Tema
- Tema frontpage on 24 October 2010
- Type: Daily newspaper
- Format: Broadsheet
- Founder: Mero Baze
- Editor-in-chief: Mero Baze
- Founded: 1999
- Political alignment: unaffiliated
- Language: Albanian English
- Headquarters: Tirana
- Circulation: 5,000 (Daily)
- Website: www.gazetatema.net

= Gazeta Tema =

Newspaper in Albania

Gazeta Tema (/sq/; stylised as short TemA; lit. 'the topic') is a politically unaffiliated daily newspaper published in Tirana, Albania in the Albanian language. Founded in July 1999, TemA is one of the oldest daily newspapers in Albania and currently sells about 15,000 daily copies nationwide.

Tema Online is the online version of Tema daily newspaper is currently one of the most popular websites in Albania, offering news, comments and entertainment. The website has on average 800,000 to 1,000,000 visits per day according to TemA.

TemA Online also provides an English edition for its international readers and expats. Gazeta TemA has become well known for breaking several high-profile cases such as the personal involvement of the son of former Prime Minister Salih Berisha in arm deals for Afghan soldiers, the privatisation of the Albanian state oil refinery ARMO oil refiner by controversial Albanian businessman Rezart Taçi, the publishing of leaked nude pictures of current Prime Minister Edi Rama etc.

The relentless scrutiny and criticism of governmental policies has also taken its toll on TemA newspaper.

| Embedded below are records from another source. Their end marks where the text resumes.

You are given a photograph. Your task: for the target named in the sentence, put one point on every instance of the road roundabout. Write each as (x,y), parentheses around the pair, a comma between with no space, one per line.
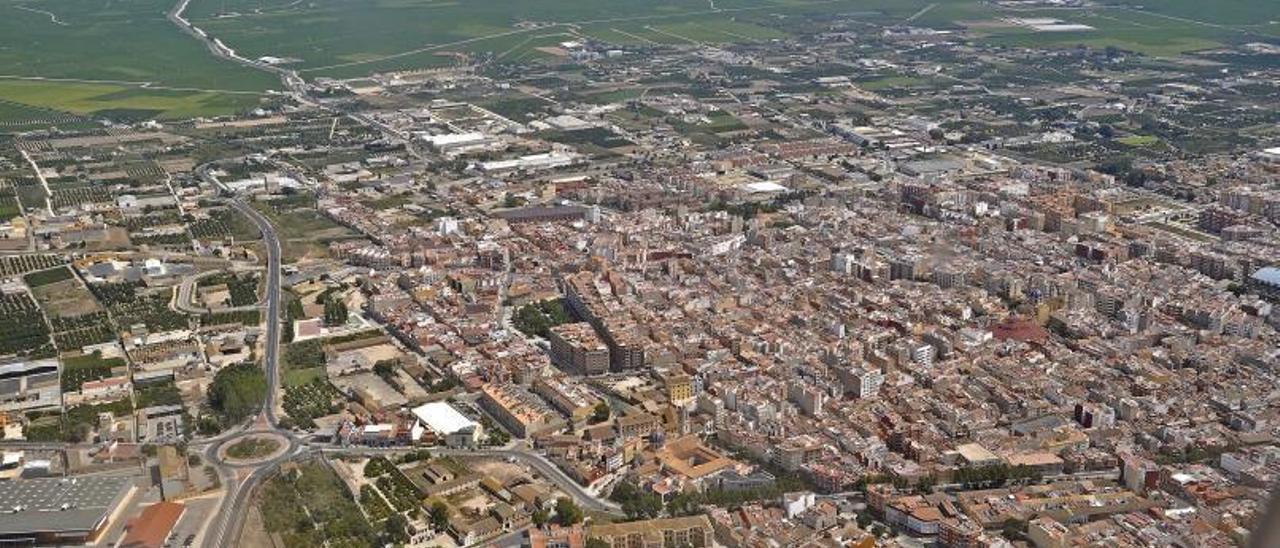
(252,448)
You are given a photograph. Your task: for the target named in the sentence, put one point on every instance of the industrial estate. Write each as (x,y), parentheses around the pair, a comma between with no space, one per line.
(639,274)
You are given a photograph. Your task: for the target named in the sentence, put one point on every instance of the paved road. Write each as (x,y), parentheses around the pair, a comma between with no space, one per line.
(272,347)
(224,529)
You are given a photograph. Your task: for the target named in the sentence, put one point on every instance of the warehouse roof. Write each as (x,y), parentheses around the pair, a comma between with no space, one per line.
(442,418)
(59,505)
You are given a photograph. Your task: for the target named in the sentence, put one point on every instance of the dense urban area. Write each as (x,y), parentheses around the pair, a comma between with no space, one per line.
(748,275)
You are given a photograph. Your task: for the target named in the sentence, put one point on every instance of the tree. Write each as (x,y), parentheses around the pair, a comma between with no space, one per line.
(602,412)
(237,392)
(567,512)
(334,311)
(439,516)
(636,503)
(540,516)
(396,529)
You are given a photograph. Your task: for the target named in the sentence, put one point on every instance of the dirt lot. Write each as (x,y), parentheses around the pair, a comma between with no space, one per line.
(65,298)
(499,470)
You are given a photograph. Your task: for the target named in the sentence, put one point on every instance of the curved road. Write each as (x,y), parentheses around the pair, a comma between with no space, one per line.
(224,530)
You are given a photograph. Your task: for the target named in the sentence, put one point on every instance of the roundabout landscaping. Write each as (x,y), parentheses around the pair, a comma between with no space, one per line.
(252,448)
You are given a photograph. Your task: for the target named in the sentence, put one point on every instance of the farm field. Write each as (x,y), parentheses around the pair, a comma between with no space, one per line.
(333,37)
(28,103)
(105,51)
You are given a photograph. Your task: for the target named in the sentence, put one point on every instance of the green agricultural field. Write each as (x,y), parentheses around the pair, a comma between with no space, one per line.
(58,103)
(1138,140)
(97,55)
(341,39)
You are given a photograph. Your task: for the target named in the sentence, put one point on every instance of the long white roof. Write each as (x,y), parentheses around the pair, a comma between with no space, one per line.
(442,418)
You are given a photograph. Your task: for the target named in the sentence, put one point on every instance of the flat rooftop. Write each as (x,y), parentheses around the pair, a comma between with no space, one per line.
(59,505)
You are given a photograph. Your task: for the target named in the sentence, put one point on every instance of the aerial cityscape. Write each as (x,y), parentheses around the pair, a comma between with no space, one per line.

That is when the newspaper turned its total attention to pioneering online media and only returned its print version in 2011, thus becoming one of the most popular online news outlets in Albania.

==Content==
===Sections===
The newspaper is organised in three sections, including the magazine.
1. News: Includes International, National, Tirana, Politics, Business, Technology, Science, Health, Sports, Education.
2. Opinion: Includes Editorials, Op-Eds and Letters to the Editor.
3. Features: Includes Arts, Movies, Theatre, and Sport.

===Web presence===
Tema has had a web presence since 1999. Accessing articles requires no registration. The website has on average 800,000 to 1,000,000 visits per day according to TemA. The newspaper is also available in PDF.